Per comprendere meglio la portata di questi risultati, abbiamo interpellato il professor Marco Pierotti, Direttore Scientifico della Fondazione IRCCS Istituto Nazionale Tumori di Milano.

In che contesto si collocano queste ricerche?

Sono ricerche già abbastanza note e partono dall’idea di fondo che anche molti dei casi di tumore o forme preneoplastiche comunemente definite sporadiche in realtà sono associate a una predisposizione genetica. Quest’ultima è su base poligenica, cioè è data dalla simultanea presenza di forme particolari di diversi geni nello stesso individuo; ciò è molto diverso dalle forme eclatanti di tumore eredo-familiare, che assommano a meno del 5% di tutti i tumori e che sono distinti da alterazioni di singoli geni: come ad esempio il gene BRCA1 per il cancro al seno, il gene APC per la poliposi famigliare del colon, il gene RET per le neoplasie endocrine multiple e così via. Mentre i casi monogenici formano gruppi di famigliarità, in questo caso ciò non appare per il riassortimento genica che avviene nella progenie di individui portatori e ciò complica l’individuazione e lo studio di questi geni.



Che cosa ha permesso di raggiungere questi risultati?

Con l’avvento delle tecnologie di high-throughput screening, che rendono possibile l’analisi per sequenza di migliaia di genomi di diversi individui, il problema ha cominciato ad avere un approccio sperimentale grazie alla tecnica degli SNPs (Single Nucleotide Polymorphisms). Questi ultimo sono variazioni di sequenza dei geni che interessano il genoma in media ogni 1000 nucleotidi e sono utilizzati come “marcatori” per capire se quell’allele genico (cioè quella variante) proviene dal padre o dalla madre. La combinazione e l’analisi di migliaia di questi è un potentissimo strumento che permette degli studi di associazione tra un fenotipo (una malattia o predisposizione) e una regione del DNA; e questo senza avere individui imparentati in cui la malattia viene trasmessa o un’ipotesi di quale regione del genoma sia coinvolta. Semplicemente si utilizza un approccio di “forza bruta”, cioè si paragona il profilo di centinaia se non migliaia (genome wide) di SNPs tra due gruppi: quelli di controllo e quelli manifestanti la malattia, in questo caso quel particolare tumore. Si tratta quindi di studi con un numero enorme di casi e con costi molto elevati e che richiedono analisi biostatistiche molto sofisticate. Già in alcuni tumori si sono ottenuti dati interessanti, ad esempio nel caso di tumori polmonari.

 

 

 

Ci sono però ancora delle difficoltà nell’utilizzo di tali metodi?

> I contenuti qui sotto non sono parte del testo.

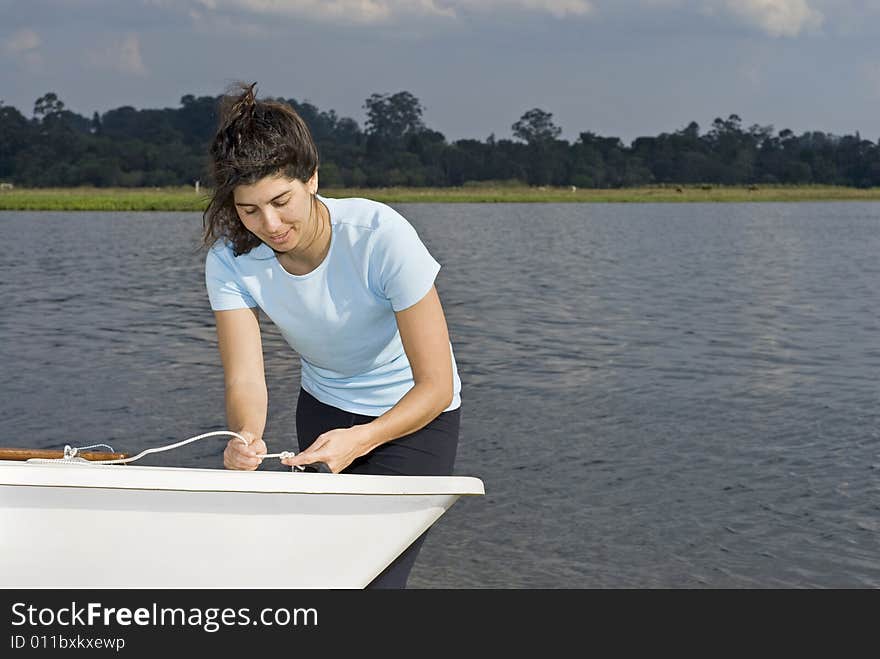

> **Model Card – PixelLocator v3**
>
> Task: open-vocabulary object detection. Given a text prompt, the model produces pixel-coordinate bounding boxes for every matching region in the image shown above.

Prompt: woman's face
[233,172,319,253]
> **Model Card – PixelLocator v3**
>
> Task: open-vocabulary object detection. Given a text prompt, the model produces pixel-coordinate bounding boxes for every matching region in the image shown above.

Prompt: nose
[261,206,284,232]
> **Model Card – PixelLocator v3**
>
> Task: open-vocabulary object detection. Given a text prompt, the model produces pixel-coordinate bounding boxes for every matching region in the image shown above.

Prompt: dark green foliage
[1,94,878,188]
[512,108,562,145]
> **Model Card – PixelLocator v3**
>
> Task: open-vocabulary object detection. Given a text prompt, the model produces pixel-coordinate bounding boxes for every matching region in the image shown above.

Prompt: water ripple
[2,204,879,588]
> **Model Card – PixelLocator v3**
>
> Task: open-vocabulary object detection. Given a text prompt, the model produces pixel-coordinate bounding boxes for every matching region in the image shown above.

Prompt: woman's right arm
[214,307,268,470]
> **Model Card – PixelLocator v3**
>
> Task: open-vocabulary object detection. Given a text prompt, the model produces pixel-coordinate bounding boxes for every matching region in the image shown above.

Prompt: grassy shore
[1,184,879,210]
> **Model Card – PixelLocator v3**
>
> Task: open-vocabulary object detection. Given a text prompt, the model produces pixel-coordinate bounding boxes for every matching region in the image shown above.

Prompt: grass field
[1,184,879,210]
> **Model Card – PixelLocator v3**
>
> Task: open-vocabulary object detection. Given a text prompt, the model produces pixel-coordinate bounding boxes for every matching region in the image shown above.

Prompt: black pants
[296,388,460,589]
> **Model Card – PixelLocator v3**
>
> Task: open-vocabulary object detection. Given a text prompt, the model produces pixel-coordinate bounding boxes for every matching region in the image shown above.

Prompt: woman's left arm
[282,286,453,473]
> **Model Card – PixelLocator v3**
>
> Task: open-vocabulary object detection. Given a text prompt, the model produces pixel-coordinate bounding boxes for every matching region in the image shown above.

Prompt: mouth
[267,229,291,244]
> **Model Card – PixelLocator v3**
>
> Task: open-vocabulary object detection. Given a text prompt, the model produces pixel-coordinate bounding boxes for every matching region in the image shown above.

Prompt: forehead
[233,175,299,203]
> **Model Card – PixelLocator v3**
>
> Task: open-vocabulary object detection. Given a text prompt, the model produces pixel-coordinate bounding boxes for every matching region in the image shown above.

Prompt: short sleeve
[205,246,258,311]
[370,217,441,312]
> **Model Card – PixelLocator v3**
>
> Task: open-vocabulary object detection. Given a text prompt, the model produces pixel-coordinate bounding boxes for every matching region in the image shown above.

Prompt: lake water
[1,202,878,588]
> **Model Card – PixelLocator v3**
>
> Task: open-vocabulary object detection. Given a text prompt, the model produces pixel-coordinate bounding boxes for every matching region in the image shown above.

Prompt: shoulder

Alcune ombre sono date dal fatto che in molti casi gli SNPs coinvolti non coincidono con geni ma con regioni anonime di DNA. Quindi molto rimane da fare per un utilizzo pratico di queste scoperte in cui l’aspetto funzionale dei geni individuati è ancora carente.

Perché è importante l’insieme di queste ricerche?

In questi cinque lavori appena pubblicati, un approccio come quello che ho indicato ha permesso di individuare regioni di rischio per il glioma, un tumore della pelle (basalioma) e il melanoma cutaneo. È interessante il fatto che due gruppi hanno trovato dati simili sul glioma individuando che le regioni a rischio ospitano due geni a funzione nota: il CDKN2A e il correlato CDKN2B coinvolti nella regolazione del ciclo cellulare; funzione ovviamente importante per una crescita controllata della cellula.

Negli altri tre studi una regione del cromosoma 9q21 è stata associata a nei precursori del melanoma, al melanoma stesso e a un tumore relativamente più benigno il basalioma. Anche in questo caso i due geni precedenti risultano contigui alla regione di massimo rischio e questo pone un interessante quesito su comuni meccanismi d’insorgenza di questi tumori.

Gli articoli di Nature Genetics che illustrano queste ricerche presentano un alto numero di autori. Come mai?

Non deve stupire l’elevato numero di autori in quanto ciascun articolo è frutto del lavoro di Consorzi ad hoc. La numerosità dei casi, la laboriosità della tecnologia e la complessità dell’elaborazione dei dati giustificano ampiamente questa situazione.

Anche nel vostro Istituto si svolgono ricerche in queste direzioni?

Con soddisfazione posso comunicare che due Unità, una clinica e una sperimentale, dell’Istituto che dirigo hanno partecipato al lavoro sui basaliomi diretto da Simon N. Stacey dell’islandese centro Decode.